Cantor-Schroeder-Bernstein made easy
Earlier this month I made a post about one of Felix Bernstein’s theorems on infinite cardinals, and briefly mentioned something much more famous with his name on it: the Cantor-Schroeder-Bernstein theorem. Though the result of this very important theorem is intuitively obvious, its proof gave me a lot of trouble as an undergrad. Recently I tried going through it again, and was surprised to find it isn’t so hard after all. This proof will follow the attractive one given in Stewart & Tall’s excellent book The Foundations of Mathematics (Oxford Science Publications):

Prerequisites: Bijective functions, Cardinality, Inverse functions
Theorem (Cantor, Schroeder, Bernstein): Suppose f:X -> Y and g:Y -> X are injections.
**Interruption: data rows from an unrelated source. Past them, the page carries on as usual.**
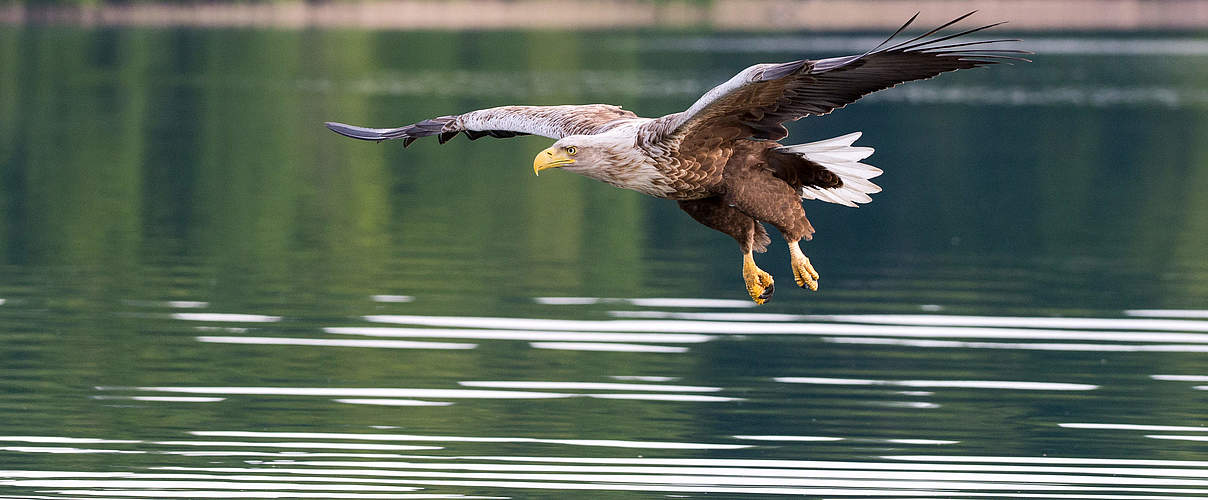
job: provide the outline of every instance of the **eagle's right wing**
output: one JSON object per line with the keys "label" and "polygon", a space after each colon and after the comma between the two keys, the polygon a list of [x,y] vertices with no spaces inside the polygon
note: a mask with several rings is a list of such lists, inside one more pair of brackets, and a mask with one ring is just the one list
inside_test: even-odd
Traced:
{"label": "eagle's right wing", "polygon": [[635,118],[631,111],[608,104],[565,106],[499,106],[461,115],[441,116],[399,128],[365,128],[327,122],[332,132],[361,140],[402,139],[403,147],[416,139],[436,135],[441,144],[464,133],[470,140],[490,135],[544,135],[562,139],[574,134],[592,134],[616,120]]}
{"label": "eagle's right wing", "polygon": [[887,46],[918,17],[914,14],[888,40],[863,54],[756,64],[714,87],[686,111],[646,123],[640,138],[646,144],[662,147],[685,141],[708,144],[719,138],[779,140],[789,134],[784,122],[829,114],[876,91],[958,69],[1027,60],[1017,57],[1029,53],[1027,51],[987,48],[997,42],[1016,40],[943,43],[1001,23],[931,36],[970,14],[972,12],[919,36]]}

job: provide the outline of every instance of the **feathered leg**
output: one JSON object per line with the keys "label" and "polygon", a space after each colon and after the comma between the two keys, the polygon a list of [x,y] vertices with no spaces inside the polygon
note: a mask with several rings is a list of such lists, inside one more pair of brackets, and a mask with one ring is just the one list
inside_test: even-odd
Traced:
{"label": "feathered leg", "polygon": [[753,255],[755,251],[766,251],[767,244],[772,243],[763,226],[749,215],[727,205],[720,197],[681,200],[679,205],[697,222],[730,234],[738,242],[743,252],[743,281],[747,284],[747,293],[757,304],[772,298],[776,283],[771,274],[755,266]]}
{"label": "feathered leg", "polygon": [[801,208],[801,193],[769,170],[738,164],[726,170],[726,204],[742,213],[774,226],[789,245],[789,263],[792,277],[803,289],[818,291],[818,272],[801,251],[801,239],[811,239],[814,227]]}

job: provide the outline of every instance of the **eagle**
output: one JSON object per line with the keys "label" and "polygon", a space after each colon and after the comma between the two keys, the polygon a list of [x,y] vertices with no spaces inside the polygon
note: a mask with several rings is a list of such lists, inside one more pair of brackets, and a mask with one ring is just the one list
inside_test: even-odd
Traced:
{"label": "eagle", "polygon": [[534,174],[558,168],[675,200],[697,222],[738,242],[747,292],[756,304],[763,304],[776,285],[753,256],[772,243],[761,222],[771,223],[784,237],[796,284],[817,291],[818,272],[800,246],[814,233],[802,199],[856,207],[881,191],[870,179],[882,170],[860,163],[873,150],[854,146],[859,132],[783,145],[779,141],[789,135],[784,123],[826,115],[869,93],[941,72],[1027,62],[1018,54],[1029,52],[994,45],[1020,40],[962,39],[1003,23],[937,35],[972,13],[894,42],[918,18],[916,13],[881,45],[860,54],[755,64],[707,92],[687,110],[658,118],[639,117],[609,104],[513,105],[397,128],[326,126],[354,139],[402,139],[403,147],[424,136],[445,144],[458,134],[470,140],[529,134],[556,139],[536,153]]}

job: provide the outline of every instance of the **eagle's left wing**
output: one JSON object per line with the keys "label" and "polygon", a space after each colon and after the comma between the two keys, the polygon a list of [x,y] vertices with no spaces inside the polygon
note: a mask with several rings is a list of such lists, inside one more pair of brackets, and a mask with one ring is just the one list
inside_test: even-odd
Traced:
{"label": "eagle's left wing", "polygon": [[1001,23],[924,40],[972,13],[885,47],[918,17],[914,14],[888,40],[863,54],[756,64],[705,93],[686,111],[645,124],[640,138],[646,144],[663,146],[681,144],[693,135],[702,141],[718,136],[779,140],[789,134],[782,123],[829,114],[876,91],[946,71],[1007,59],[1027,60],[1007,56],[1027,51],[985,48],[986,43],[1017,40],[941,43]]}
{"label": "eagle's left wing", "polygon": [[632,111],[609,104],[582,104],[564,106],[499,106],[470,111],[461,115],[440,116],[399,128],[366,128],[327,122],[332,132],[362,140],[402,139],[410,146],[416,139],[436,135],[441,144],[457,134],[470,140],[490,135],[511,138],[516,135],[544,135],[562,139],[573,134],[592,134],[606,124],[626,118],[635,118]]}

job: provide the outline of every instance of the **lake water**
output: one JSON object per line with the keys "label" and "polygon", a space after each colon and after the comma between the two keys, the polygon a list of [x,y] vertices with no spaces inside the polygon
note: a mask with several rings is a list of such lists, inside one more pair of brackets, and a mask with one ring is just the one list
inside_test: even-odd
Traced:
{"label": "lake water", "polygon": [[0,498],[1208,495],[1208,39],[1027,34],[791,127],[884,192],[821,273],[510,103],[686,107],[873,34],[0,28]]}

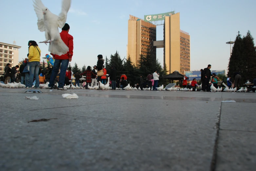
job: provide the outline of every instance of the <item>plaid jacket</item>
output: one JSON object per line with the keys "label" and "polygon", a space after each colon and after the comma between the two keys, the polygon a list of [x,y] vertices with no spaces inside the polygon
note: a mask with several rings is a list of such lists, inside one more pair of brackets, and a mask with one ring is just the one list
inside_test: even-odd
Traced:
{"label": "plaid jacket", "polygon": [[83,75],[84,74],[85,74],[85,76],[86,77],[85,78],[86,83],[91,83],[92,74],[95,75],[92,71],[87,70],[83,73],[81,74],[80,75]]}

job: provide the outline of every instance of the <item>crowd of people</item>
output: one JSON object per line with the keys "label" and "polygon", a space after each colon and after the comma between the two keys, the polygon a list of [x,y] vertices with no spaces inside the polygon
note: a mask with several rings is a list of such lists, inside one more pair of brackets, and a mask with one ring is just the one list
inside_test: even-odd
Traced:
{"label": "crowd of people", "polygon": [[[97,86],[100,81],[106,84],[108,80],[112,90],[115,90],[116,88],[122,89],[127,86],[128,84],[127,77],[124,74],[121,76],[117,75],[117,71],[115,66],[111,66],[109,74],[107,74],[107,70],[104,65],[104,59],[101,54],[97,56],[96,65],[94,66],[92,69],[89,66],[88,67],[86,70],[81,74],[77,71],[73,73],[71,68],[68,68],[73,54],[73,37],[69,34],[70,28],[69,25],[66,23],[60,33],[61,39],[68,47],[69,51],[66,54],[60,56],[51,54],[55,59],[52,67],[48,67],[44,71],[42,70],[40,63],[41,51],[36,42],[30,40],[28,44],[29,52],[27,54],[28,58],[25,59],[20,66],[16,65],[11,68],[10,64],[8,64],[5,68],[5,74],[0,78],[1,81],[4,81],[5,84],[16,82],[20,82],[21,84],[24,84],[25,82],[26,87],[28,89],[32,88],[34,85],[34,88],[38,89],[39,84],[49,82],[49,88],[52,89],[57,82],[58,86],[56,88],[65,90],[67,89],[64,87],[65,84],[68,85],[72,84],[79,86],[80,79],[84,75],[85,76],[85,82],[82,83],[82,86],[87,89],[89,86]],[[209,65],[207,68],[201,70],[202,91],[210,91],[212,84],[216,88],[218,87],[219,78],[215,73],[211,74],[210,70],[211,67],[211,65]],[[19,68],[19,71],[17,70]],[[153,73],[149,73],[148,75],[146,82],[144,81],[143,78],[141,76],[139,83],[137,83],[135,86],[137,88],[140,88],[142,90],[147,86],[150,87],[150,90],[153,87],[153,91],[157,90],[156,88],[158,86],[159,77],[159,73],[157,73],[157,70],[154,71]],[[195,88],[198,86],[195,79],[193,79],[188,85],[188,78],[184,75],[182,83],[184,88]],[[232,78],[233,83],[231,82]],[[238,89],[241,79],[241,73],[236,72],[233,78],[230,76],[227,78],[227,86],[230,88],[234,85]],[[256,79],[254,79],[253,82],[255,85],[254,86],[256,86]]]}

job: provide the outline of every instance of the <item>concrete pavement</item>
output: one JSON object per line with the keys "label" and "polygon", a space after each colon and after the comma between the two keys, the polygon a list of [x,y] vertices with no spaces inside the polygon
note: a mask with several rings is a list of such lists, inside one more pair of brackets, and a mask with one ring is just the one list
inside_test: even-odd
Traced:
{"label": "concrete pavement", "polygon": [[255,170],[256,93],[26,90],[0,88],[0,170]]}

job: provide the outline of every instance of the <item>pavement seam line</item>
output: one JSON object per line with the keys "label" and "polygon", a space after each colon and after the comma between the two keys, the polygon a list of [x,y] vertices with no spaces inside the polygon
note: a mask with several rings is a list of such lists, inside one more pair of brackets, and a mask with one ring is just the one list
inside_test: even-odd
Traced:
{"label": "pavement seam line", "polygon": [[[221,98],[222,98],[222,94],[221,95]],[[211,162],[211,166],[210,168],[210,171],[215,171],[216,169],[216,165],[217,161],[217,153],[218,151],[218,145],[219,143],[219,137],[220,133],[220,125],[221,116],[221,108],[222,106],[222,102],[221,102],[220,109],[220,114],[219,115],[218,121],[216,123],[216,129],[217,131],[216,132],[216,137],[215,139],[215,143],[213,148],[213,151],[212,154],[212,157]]]}
{"label": "pavement seam line", "polygon": [[[122,101],[119,101],[119,102],[122,102]],[[108,103],[113,103],[113,102],[108,102],[108,103],[94,103],[94,104],[83,104],[82,105],[76,105],[75,106],[64,106],[64,107],[53,107],[52,108],[46,108],[45,109],[32,109],[31,110],[29,110],[29,111],[33,111],[34,110],[44,110],[45,109],[58,109],[59,108],[64,108],[65,107],[77,107],[77,106],[88,106],[88,105],[95,105],[95,104],[108,104]]]}

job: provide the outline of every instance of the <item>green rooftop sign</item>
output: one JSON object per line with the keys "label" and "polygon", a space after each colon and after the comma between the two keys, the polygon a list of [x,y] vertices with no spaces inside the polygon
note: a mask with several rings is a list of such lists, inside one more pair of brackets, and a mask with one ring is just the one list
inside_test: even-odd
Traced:
{"label": "green rooftop sign", "polygon": [[174,14],[174,11],[171,11],[162,14],[144,15],[144,20],[146,22],[164,20],[166,17],[170,16]]}

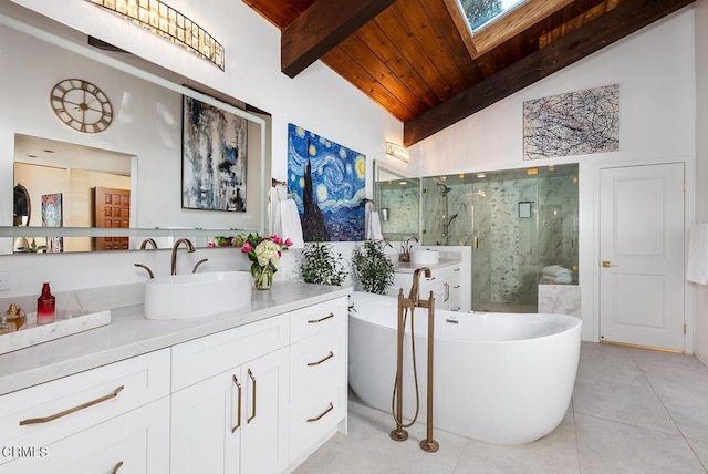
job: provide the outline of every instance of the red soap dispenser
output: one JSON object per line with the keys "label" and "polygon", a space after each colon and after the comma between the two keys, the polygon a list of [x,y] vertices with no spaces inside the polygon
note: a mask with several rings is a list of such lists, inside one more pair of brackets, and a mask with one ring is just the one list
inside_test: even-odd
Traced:
{"label": "red soap dispenser", "polygon": [[42,285],[42,295],[37,299],[37,323],[54,322],[54,300],[49,284]]}

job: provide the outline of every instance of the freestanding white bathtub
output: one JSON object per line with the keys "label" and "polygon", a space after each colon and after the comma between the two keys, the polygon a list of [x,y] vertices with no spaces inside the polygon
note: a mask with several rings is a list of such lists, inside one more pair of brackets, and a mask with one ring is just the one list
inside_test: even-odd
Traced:
{"label": "freestanding white bathtub", "polygon": [[[397,298],[355,291],[350,315],[350,385],[391,413],[396,373]],[[415,349],[426,421],[427,309],[416,308]],[[415,389],[409,321],[404,344],[404,416]],[[577,371],[581,320],[564,315],[435,310],[434,426],[492,444],[522,444],[565,415]],[[395,422],[392,419],[392,429]]]}

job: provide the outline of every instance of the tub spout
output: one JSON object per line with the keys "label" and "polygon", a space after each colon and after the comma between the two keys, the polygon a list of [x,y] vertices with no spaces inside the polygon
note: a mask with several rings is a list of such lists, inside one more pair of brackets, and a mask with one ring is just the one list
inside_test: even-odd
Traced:
{"label": "tub spout", "polygon": [[181,244],[185,244],[185,247],[187,247],[187,254],[191,254],[192,251],[195,251],[195,246],[191,244],[191,241],[189,241],[189,239],[180,238],[179,240],[177,240],[173,246],[173,256],[170,261],[171,275],[177,275],[177,249]]}

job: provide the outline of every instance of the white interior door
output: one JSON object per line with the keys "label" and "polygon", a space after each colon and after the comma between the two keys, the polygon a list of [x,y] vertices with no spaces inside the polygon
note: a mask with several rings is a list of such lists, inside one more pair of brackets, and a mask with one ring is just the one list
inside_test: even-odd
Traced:
{"label": "white interior door", "polygon": [[684,164],[600,172],[600,337],[684,350]]}

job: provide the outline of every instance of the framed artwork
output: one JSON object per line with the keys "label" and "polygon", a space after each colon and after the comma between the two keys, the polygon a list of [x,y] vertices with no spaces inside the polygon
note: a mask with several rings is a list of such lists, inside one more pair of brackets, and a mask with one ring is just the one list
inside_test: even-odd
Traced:
{"label": "framed artwork", "polygon": [[62,227],[62,194],[42,195],[42,227]]}
{"label": "framed artwork", "polygon": [[183,208],[246,212],[246,118],[184,96],[181,155]]}
{"label": "framed artwork", "polygon": [[[42,227],[63,227],[62,194],[42,195]],[[64,251],[64,237],[46,237],[48,254]]]}
{"label": "framed artwork", "polygon": [[364,240],[366,156],[288,124],[288,186],[305,241]]}
{"label": "framed artwork", "polygon": [[523,103],[523,159],[620,151],[620,85]]}

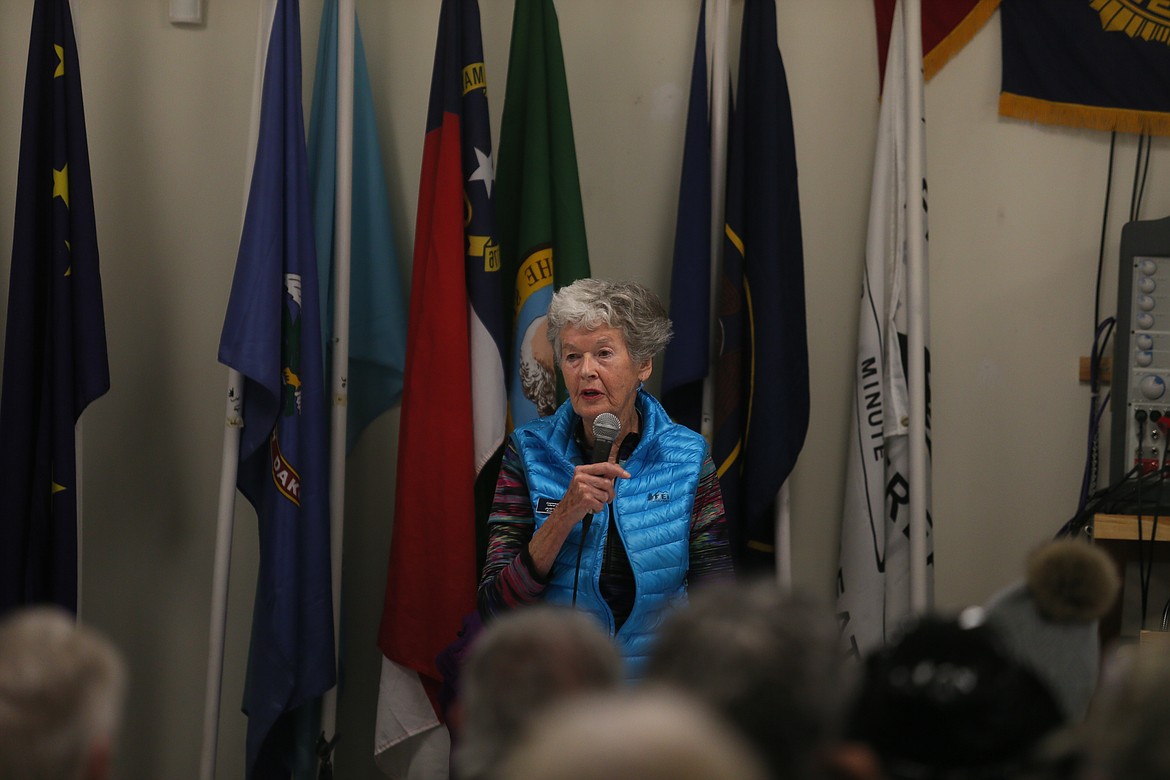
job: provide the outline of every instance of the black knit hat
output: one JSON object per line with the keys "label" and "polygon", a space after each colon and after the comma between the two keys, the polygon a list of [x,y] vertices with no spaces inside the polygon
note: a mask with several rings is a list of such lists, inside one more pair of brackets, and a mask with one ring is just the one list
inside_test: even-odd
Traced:
{"label": "black knit hat", "polygon": [[866,661],[851,717],[892,778],[1006,778],[1062,724],[979,610],[927,617]]}

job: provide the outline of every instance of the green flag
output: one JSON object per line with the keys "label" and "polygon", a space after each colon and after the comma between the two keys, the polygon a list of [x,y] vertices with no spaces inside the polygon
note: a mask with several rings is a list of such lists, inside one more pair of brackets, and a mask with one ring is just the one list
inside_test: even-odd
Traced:
{"label": "green flag", "polygon": [[496,221],[512,312],[512,426],[557,407],[545,313],[556,288],[590,275],[565,61],[552,0],[516,0],[496,170]]}

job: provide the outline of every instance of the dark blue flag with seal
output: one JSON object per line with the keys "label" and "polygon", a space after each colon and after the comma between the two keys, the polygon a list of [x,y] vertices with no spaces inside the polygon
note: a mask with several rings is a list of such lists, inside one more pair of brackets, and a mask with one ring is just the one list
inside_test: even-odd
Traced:
{"label": "dark blue flag with seal", "polygon": [[775,499],[808,429],[796,140],[775,0],[746,0],[728,131],[713,455],[738,571],[775,568]]}
{"label": "dark blue flag with seal", "polygon": [[703,381],[710,361],[711,319],[711,130],[707,99],[707,1],[698,6],[698,34],[690,68],[690,99],[682,147],[679,215],[670,270],[674,338],[662,356],[662,406],[698,432]]}
{"label": "dark blue flag with seal", "polygon": [[1170,136],[1170,6],[1004,0],[999,113]]}
{"label": "dark blue flag with seal", "polygon": [[37,0],[25,77],[0,400],[0,613],[77,608],[75,424],[110,388],[77,42]]}
{"label": "dark blue flag with seal", "polygon": [[247,776],[288,778],[297,711],[332,688],[328,407],[301,106],[297,0],[280,0],[219,359],[243,375],[238,486],[260,570],[243,710]]}

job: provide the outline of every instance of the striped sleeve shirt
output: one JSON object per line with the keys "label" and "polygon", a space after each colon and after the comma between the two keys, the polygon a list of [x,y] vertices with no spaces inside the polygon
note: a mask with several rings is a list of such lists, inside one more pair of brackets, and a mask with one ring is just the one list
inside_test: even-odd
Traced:
{"label": "striped sleeve shirt", "polygon": [[[634,434],[627,436],[622,441],[619,461],[624,461],[635,444]],[[500,479],[496,482],[488,524],[488,552],[479,587],[479,607],[484,620],[514,607],[539,601],[548,585],[548,580],[536,573],[528,551],[536,522],[523,464],[511,440],[508,441],[500,467]],[[715,463],[709,454],[703,460],[695,491],[689,547],[688,587],[731,575],[723,497]],[[620,624],[621,617],[628,614],[633,603],[634,581],[624,552],[615,564],[612,558],[605,557],[599,585]]]}

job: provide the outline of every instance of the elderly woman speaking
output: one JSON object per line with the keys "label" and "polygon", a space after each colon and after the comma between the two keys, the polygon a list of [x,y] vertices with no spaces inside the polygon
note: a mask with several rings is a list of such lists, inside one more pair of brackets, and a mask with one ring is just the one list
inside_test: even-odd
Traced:
{"label": "elderly woman speaking", "polygon": [[579,279],[552,296],[548,323],[569,401],[508,441],[480,612],[573,605],[610,631],[636,677],[688,584],[731,572],[715,464],[703,437],[642,389],[672,336],[653,292]]}

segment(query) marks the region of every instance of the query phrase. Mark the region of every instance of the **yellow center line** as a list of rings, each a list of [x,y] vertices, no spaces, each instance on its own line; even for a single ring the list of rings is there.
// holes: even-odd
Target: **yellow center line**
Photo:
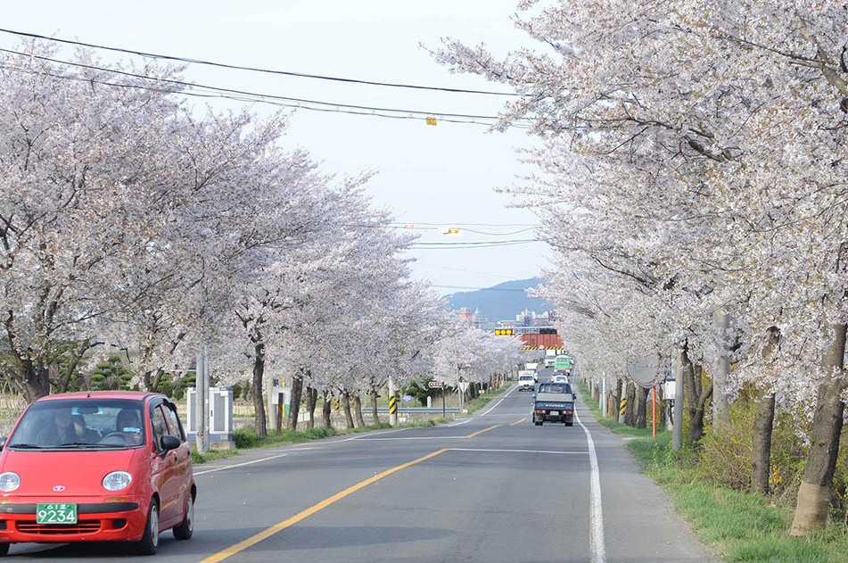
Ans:
[[[494,426],[492,426],[492,427],[494,427]],[[341,501],[342,499],[343,499],[344,497],[348,496],[349,494],[351,494],[352,493],[356,493],[356,492],[358,491],[359,489],[361,489],[361,488],[363,488],[363,487],[366,487],[366,486],[371,484],[374,483],[375,481],[379,481],[379,480],[382,479],[383,477],[388,476],[391,475],[392,473],[395,473],[395,472],[397,472],[397,471],[399,471],[400,469],[405,469],[405,468],[408,468],[408,467],[411,466],[411,465],[415,465],[415,464],[416,464],[416,463],[421,463],[422,461],[424,461],[425,460],[429,460],[430,458],[434,458],[435,456],[439,455],[440,453],[444,453],[444,452],[447,451],[448,451],[448,448],[443,448],[443,449],[441,449],[441,450],[438,450],[438,451],[433,451],[433,452],[432,452],[432,453],[428,453],[427,455],[424,456],[423,458],[418,458],[417,460],[413,460],[412,461],[408,461],[407,463],[399,465],[399,466],[397,466],[397,467],[395,467],[395,468],[391,468],[391,469],[386,469],[386,470],[383,471],[383,473],[380,473],[380,474],[378,474],[378,475],[375,475],[375,476],[374,476],[373,477],[369,477],[369,478],[366,479],[365,481],[360,481],[359,483],[357,483],[356,484],[348,487],[348,488],[345,489],[344,491],[342,491],[341,493],[336,493],[333,494],[333,496],[331,496],[331,497],[329,497],[329,498],[327,498],[327,499],[325,499],[324,501],[321,501],[320,502],[318,502],[318,503],[316,504],[315,506],[309,507],[309,509],[305,509],[305,510],[301,510],[301,512],[298,512],[297,514],[295,514],[294,516],[292,516],[292,517],[290,517],[290,518],[287,518],[287,519],[285,519],[285,520],[283,520],[282,522],[278,522],[277,524],[275,524],[274,526],[272,526],[271,527],[268,528],[267,530],[264,530],[264,531],[262,531],[262,532],[259,532],[259,534],[255,534],[255,535],[252,535],[252,536],[247,538],[246,540],[244,540],[244,541],[243,541],[243,542],[239,542],[236,543],[235,545],[230,546],[230,547],[228,547],[228,548],[226,548],[226,550],[223,550],[223,551],[218,551],[218,553],[215,553],[214,555],[210,555],[210,557],[208,557],[208,558],[206,558],[205,559],[203,559],[202,561],[201,561],[201,563],[216,563],[216,562],[218,562],[218,561],[223,561],[223,560],[226,559],[226,558],[232,557],[233,555],[235,555],[235,554],[238,553],[239,551],[243,551],[246,550],[247,548],[251,547],[251,546],[253,546],[253,545],[256,545],[257,543],[259,543],[259,542],[261,542],[262,540],[265,540],[265,539],[268,539],[268,538],[271,537],[272,535],[274,535],[274,534],[276,534],[277,532],[280,532],[280,531],[282,531],[282,530],[284,530],[285,528],[289,527],[290,526],[293,526],[293,525],[297,524],[297,523],[300,522],[301,520],[302,520],[302,519],[304,519],[304,518],[307,518],[307,517],[312,516],[313,514],[315,514],[316,512],[317,512],[317,511],[320,510],[321,509],[325,509],[326,507],[330,506],[331,504],[333,504],[333,503],[335,502],[336,501]]]
[[[483,432],[489,432],[490,430],[494,430],[495,428],[497,428],[497,427],[499,426],[500,426],[499,424],[496,424],[496,425],[493,426],[489,426],[488,428],[483,428],[482,430],[478,430],[477,432],[473,432],[473,433],[472,433],[472,434],[469,434],[469,435],[468,435],[467,436],[465,436],[465,437],[466,437],[466,438],[473,438],[474,436],[476,436],[476,435],[481,435],[481,434],[482,434]]]

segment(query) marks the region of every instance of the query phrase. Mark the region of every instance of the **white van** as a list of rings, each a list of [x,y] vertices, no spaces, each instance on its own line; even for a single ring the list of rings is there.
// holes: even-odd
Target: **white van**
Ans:
[[[518,376],[519,391],[533,391],[534,389],[536,389],[536,380],[533,376],[530,374]]]

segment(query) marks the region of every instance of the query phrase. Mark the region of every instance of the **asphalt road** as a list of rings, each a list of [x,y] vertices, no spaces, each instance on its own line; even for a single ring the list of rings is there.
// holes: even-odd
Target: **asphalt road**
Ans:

Then there exists a bijection b:X -> Y.
(In terms of cardinalities, this says that if we know both |X| =< |Y| & |Y| =< |X|, then in fact |X| = |Y|. Of course, you may say. If two objects are both smaller than or equal to each other in size, their size must equal. Yet this fact requires a careful proof, for X and Y may both be infinitely large, and f & g generally have nothing to do with each other.)
Proof: The trick is to use f and g to partition X and Y into three subsets each, and then to construct b out of bijections found between those subsets. Given an arbitrary element y in Y, we can build a certain chain leading to three distinct possibilities, as follows:
If there happens to exist an element x in X such that f(x) = y, then that x is unique, because f is an injection, i.e. one-to-one function. We don’t assume f to be a surjection, so it’s possible no such x exists. Suppose there is such an x; then we can ask the same question about x, whether or not there exists a y* in Y with g(y*) = x. If such a y* does exist, again it is unique, since g is an injection. At this point, there may or may not exist a unique x* with f(x*) = y*…and so on…and so on…
Let’s suppose this chain goes up to x* and then stops, so that there’s no y** in Y satisfying g(y**) = x*. Then the picture looks like this:

Now in general for our arbitrary y in Y, three things can happen:
Possibility 1: the chain comes to an end with an element of X, as pictured above.
Possibility 2: the chain comes to an end with an element of Y. This case covers the situation in which the chain never starts in the first place.
Possibility 3: the chain goes on forever.
It doesn’t take much thought to see these three possibilities cover every situation, without any overlap. Therefore, Y gets divided into three disjoint zones: the place where Possibility 1 happens we’ll call Y_X, and similarly we have Y_Y and Y_∞ for Possibilities 2 and 3 respectively. Symmetrically, we can build chains in X to obtain disjoint subsets X_X, X_Y, and X_∞. Here’s the picture now, forgetting about elements:

Note that in general these zones will be scattered around X and Y in a disorderly way, but since they’re disjoint, for conceptual clarity we can represent them in this clean way.
Now consider restricting f to X_X; elements in X_X sent through f go to Y_X in a one-to-one fashion. Furthermore, for any element in Y_X, there’s a unique element in X_X sent to that element via f. In other words, f restricted to X_X is both injective and surjective - so this is a bijection between X_X and Y_X! In a symmetric way, if we restrict g to Y_Y, we get a bijection between Y_Y and X_Y. There are two bijections available between X_∞ and Y_∞ - f restricted to the former, and g restricted to the latter. In the following picture, I used f restricted to X_∞, and also included all of the inverse functions that we get for free.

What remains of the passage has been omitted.